I speak today as the new chair of the all-party parliamentary group on Catalonia and as someone who observed the referendum in Catalonia last Sunday. I was part of a parliamentary delegation from the European countries and beyond, which included my hon. Friends the Members for Dunfermline and West Fife (Douglas Chapman) and for Edinburgh South (Ian Murray) and Lord Rennard from the other place.

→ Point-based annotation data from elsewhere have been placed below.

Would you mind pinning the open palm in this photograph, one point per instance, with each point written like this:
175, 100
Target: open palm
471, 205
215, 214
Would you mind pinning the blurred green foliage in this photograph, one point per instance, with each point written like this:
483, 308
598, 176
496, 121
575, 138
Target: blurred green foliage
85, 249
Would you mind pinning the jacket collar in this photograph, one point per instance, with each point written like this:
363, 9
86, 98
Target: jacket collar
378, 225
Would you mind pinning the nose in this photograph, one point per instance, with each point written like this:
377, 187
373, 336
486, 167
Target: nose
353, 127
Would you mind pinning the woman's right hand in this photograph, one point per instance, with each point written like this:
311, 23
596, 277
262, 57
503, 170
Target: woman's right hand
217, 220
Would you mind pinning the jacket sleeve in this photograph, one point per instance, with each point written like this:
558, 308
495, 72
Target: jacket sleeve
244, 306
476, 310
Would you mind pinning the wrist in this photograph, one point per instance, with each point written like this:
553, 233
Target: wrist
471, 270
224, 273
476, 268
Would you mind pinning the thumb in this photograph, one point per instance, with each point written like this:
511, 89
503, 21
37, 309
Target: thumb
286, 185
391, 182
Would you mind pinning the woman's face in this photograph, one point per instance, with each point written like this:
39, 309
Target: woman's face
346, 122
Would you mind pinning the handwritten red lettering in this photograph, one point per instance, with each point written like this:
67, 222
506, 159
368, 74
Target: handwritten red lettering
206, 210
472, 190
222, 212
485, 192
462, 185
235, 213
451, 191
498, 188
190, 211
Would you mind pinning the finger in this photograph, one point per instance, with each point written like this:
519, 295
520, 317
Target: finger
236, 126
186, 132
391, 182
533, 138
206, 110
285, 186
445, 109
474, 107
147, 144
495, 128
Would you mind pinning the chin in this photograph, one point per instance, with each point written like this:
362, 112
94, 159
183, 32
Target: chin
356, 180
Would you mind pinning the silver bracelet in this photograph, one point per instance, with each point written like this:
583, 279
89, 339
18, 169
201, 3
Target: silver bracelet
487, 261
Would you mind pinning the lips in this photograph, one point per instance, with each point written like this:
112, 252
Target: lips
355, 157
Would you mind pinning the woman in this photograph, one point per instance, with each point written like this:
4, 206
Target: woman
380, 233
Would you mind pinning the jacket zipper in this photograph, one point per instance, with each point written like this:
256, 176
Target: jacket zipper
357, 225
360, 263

This debate is about the effect of the independence referendum on the European Union. It is also our first brief opportunity, while staying in order I hope, Mr Bailey, to examine the referendum itself, the run-up to it, the events surrounding it and the consequent fallout, which continues. It is, indeed, a fast-changing situation. This evening the Catalan Parliament will debate the referendum, and it may declare independence, unilaterally, or some other status, postpone such a declaration or propose some other course—we just do not know. The Spanish Government may invoke article 155 of the Spanish constitution, taking power in Catalonia to themselves. Those are the events with which we may have to contend.
This debate is on the effect of the Catalan referendum on the EU. I should say that I applied for it some weeks ago, when I foresaw that the referendum could be contentious and was aware that the consequences for the EU had hardly broken the surface of political discourse here in the UK, and in most EU member states. That was well before the actions of the Central Government in Madrid and before the likely consequences had become clear.
Recently, we have only once been really close to a so-called internal enlargement of the EU, with the Scottish referendum. The debate then, in respect of the consequences for the EU, was passionate but, for many, inconclusive and unresolved. However, the issue will not go away. Thinking about the parts of Spain—Galicia, the Basque country perhaps—Belgium, and Scotland again perhaps, as far as I can see the EU is as queasy as ever about facing up to the reality.
We have a Minister here, so this is also an opportunity for the UK Government to make any comments they wish to MPs. As far as I know, the Government have chosen not to do so up to now, other than the reference by the Prime Minister yesterday, when questioned during her statement on the EU by the chair of the British-Spanish all-party parliamentary group, the hon. Member for Rhondda (Chris Bryant). The Foreign Secretary has, I think, at some point tweeted that the referendum is a matter for Spain, that its constitution should be respected and that Spain is a close ally and a good friend. He also said that he was worried about the violence, but he made no condemnation of it.
In our experiences in Catalonia just last week, it struck all of us who attended, I think, that if that level of violence had been carried out by state police at a football match or a pop concert, the European Union and the Commission would have made a strong statement of condemnation, as would the British Government if a British team been involved in a game at which such violence had taken place.
I agree entirely with my hon. Friend. He makes a fair point. In fact, someone remarked to me that had events such as those in Catalonia occurred further away—perhaps not in an EU member state, perhaps in a poorer country—politicians throughout Europe would have been on their feet preaching democratic values. The silence from so many EU leaders is extremely concerning.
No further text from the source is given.